Sew Your Own Pincushion With These Free Patterns! | Apple & Pear Pin cushions free Tutorial.
Print off the template after enlarging / reducing it to the size you desire. Trace around the template onto six fabric scraps and cut them out, leaving a small seam allowance. Make sure that you keep the fabric pieces all facing the same way up, with the wider end being towards the top. Putting the right sides of the fabric together, sew piece 1 and 2 together along the one edge. Then sew a piece 3 onto the unsewn edge of piece 2 (right sides together again).
If you turn it right sides out it will look like half a sphere:
Repeat this with pieces 4, 5 and 6, so you have 2 half spheres.
To make the stalk, cut out a narrow strip of brown felt and roll it up tightly, sewing it closed with small stitches to prevent it from unrolling. I leave a small part at the base of the stalk unsewn, to make it easier to sew this to the main part of the apple.
Sew the felt stalk onto the wider end of one of the half spheres, leaving a long loose thread trailing out the bottom. Sew the two half spheres together, leaving a small gap by the base on the final side for turning. Turn the apple right side out through the gap, then stuff. Make sure the loose thread from the stalk is still trailing out the bottom of the apple. Hand sew the gap closed, then pull of the loose thread to create an indent in the sphere (so that it looks apple shaped) and attach the loose thread to the base once you have it at the tension you desire. I then like to sew a tiny scrap of felt onto the bottom to resemble the bit on the bottom of an apple and to also cover up all of the knotted off threads. Voila.
Clear as mud?
PS. This is a very forgiving shape as it often appears more realistic if the end result is a bit on the wonky side...
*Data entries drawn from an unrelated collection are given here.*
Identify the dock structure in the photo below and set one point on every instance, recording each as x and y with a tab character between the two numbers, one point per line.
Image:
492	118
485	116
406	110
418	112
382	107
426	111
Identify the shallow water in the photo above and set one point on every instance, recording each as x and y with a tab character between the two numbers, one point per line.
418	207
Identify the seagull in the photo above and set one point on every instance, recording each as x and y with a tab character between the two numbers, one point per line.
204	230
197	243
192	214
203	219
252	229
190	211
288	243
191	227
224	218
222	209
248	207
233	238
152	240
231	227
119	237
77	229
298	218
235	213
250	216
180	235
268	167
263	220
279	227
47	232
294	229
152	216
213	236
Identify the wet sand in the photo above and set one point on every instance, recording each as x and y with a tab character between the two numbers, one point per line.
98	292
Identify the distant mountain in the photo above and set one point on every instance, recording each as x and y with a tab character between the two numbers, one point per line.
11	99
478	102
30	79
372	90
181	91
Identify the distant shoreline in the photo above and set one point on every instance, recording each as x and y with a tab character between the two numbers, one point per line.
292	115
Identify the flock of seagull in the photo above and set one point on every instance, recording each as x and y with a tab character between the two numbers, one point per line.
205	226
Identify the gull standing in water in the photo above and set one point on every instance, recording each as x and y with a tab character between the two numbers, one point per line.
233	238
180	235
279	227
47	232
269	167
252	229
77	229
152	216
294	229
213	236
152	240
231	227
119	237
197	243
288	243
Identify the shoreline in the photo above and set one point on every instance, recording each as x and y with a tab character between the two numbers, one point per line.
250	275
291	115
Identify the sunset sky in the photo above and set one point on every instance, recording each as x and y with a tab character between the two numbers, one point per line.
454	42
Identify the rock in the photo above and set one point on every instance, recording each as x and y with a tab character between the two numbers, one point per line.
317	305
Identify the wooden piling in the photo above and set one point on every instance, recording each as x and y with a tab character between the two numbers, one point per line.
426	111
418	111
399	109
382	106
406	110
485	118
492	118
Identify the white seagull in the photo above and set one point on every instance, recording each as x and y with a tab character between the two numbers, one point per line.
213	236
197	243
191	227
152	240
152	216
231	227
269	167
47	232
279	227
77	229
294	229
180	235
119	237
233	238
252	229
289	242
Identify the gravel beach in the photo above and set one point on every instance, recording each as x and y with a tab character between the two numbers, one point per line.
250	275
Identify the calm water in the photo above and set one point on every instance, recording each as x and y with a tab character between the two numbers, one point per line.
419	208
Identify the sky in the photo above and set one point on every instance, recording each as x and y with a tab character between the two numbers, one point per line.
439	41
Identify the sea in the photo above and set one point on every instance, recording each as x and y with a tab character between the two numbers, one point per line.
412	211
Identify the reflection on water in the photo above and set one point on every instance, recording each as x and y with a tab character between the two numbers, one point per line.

So, here's the pear pincushion tutorial: it's made in exactly the same way as the apple pincushion except that you omit the part about creating an indent in the top. The template for the pear:
Now, the apple is a more forgiving shape, as it appears more realistic if it's a little uneven. The above template was just quickly hand drawn with a dying pen around the paper template I had made to make my pear. I think that the pear turns out best when the template is symetrical, so it may be best to fold the template in half and trim off any uneven bits, so that both halves are the same - and then be careful to follow the lines when sewing it up.